Starting work on Young Mum's Together
Young Mum's Together had referred me to two services that helped me through this process. Having little money for the initial childcare fees and the worries of handing in the right paper work would have overwhelmed me if I didn’t have these external services support. In Jan 2017 I began working with MHF on the YMT Project. My partner wasn’t happy that I was working but I sure was. Although leaving my girls was a little hard, not having to do any mummy duties for 16 hours a week was heavenly!
My work consisted of running YMT groups, supporting parents in between sessions and office work. At first, I felt a bit rusty and anxious. I hadn’t written anything longer than my kids names for about a year and I couldn’t even say when the last time I used a computer was. Nonetheless I just got stuck in.
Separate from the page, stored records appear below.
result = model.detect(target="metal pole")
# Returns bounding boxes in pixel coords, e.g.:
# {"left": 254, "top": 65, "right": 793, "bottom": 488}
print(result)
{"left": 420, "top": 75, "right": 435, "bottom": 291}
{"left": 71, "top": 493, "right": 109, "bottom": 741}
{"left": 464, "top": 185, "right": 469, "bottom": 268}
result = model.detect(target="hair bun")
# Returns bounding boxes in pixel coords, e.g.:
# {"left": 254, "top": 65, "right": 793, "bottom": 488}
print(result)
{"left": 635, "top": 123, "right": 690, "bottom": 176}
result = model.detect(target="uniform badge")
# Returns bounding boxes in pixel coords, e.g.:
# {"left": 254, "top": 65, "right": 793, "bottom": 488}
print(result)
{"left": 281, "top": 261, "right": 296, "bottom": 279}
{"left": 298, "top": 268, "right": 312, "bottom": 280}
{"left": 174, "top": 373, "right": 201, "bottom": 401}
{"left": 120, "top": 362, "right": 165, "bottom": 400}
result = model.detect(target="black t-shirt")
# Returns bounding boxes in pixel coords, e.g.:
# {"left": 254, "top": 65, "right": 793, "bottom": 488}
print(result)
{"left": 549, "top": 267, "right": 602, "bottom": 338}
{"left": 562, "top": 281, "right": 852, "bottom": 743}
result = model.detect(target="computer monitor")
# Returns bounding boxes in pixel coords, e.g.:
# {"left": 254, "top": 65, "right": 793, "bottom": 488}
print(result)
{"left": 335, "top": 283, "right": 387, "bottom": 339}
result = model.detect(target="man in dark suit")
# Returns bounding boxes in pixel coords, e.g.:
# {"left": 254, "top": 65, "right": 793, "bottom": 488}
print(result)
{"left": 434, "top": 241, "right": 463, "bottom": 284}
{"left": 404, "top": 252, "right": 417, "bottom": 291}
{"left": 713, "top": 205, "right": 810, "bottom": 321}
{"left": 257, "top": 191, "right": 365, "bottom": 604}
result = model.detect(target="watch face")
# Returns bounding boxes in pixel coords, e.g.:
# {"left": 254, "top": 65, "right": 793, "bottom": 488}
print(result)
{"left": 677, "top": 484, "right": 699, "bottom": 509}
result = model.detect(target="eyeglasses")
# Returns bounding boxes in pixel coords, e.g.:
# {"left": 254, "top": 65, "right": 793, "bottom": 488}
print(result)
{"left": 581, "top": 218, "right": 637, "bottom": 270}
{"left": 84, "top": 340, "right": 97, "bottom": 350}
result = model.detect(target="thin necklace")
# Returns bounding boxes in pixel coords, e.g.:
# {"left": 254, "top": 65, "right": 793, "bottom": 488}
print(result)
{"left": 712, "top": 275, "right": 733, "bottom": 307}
I was always a quick learner and it didn’t take me long to get the hang of things. Running groups made me feel great. Being able to use the experience I’ve had by helping others through their current situations was so satisfying. I began self-developing on things like reading, public speaking and many other professional skills. A lot started to change in my life. My kids were proud of me and I enjoyed them more because they weren’t always around me. I had the determination to do my very best and began thinking about my future. YMT was more than a job for me, it was a life line. It was as if the job description were tailored to my needs. Learning about all the different things involved in the young mum’s project it heightened my enthusiasm to make a difference. The passion behind my team’s work encouraged me to want to become more and to never settle for less.
"It’s now 2018 and the YMT groups have transformed my life. Not only has my confidence, self-respect, resilience, mental health, adaptability and attitude changed but we as a family are doing the best we have ever done both physically and mentally."
I would like to just say thank you to MHF. The difference you have made I’m sure you will never know but I will never forget.
Thank you for listening to my story.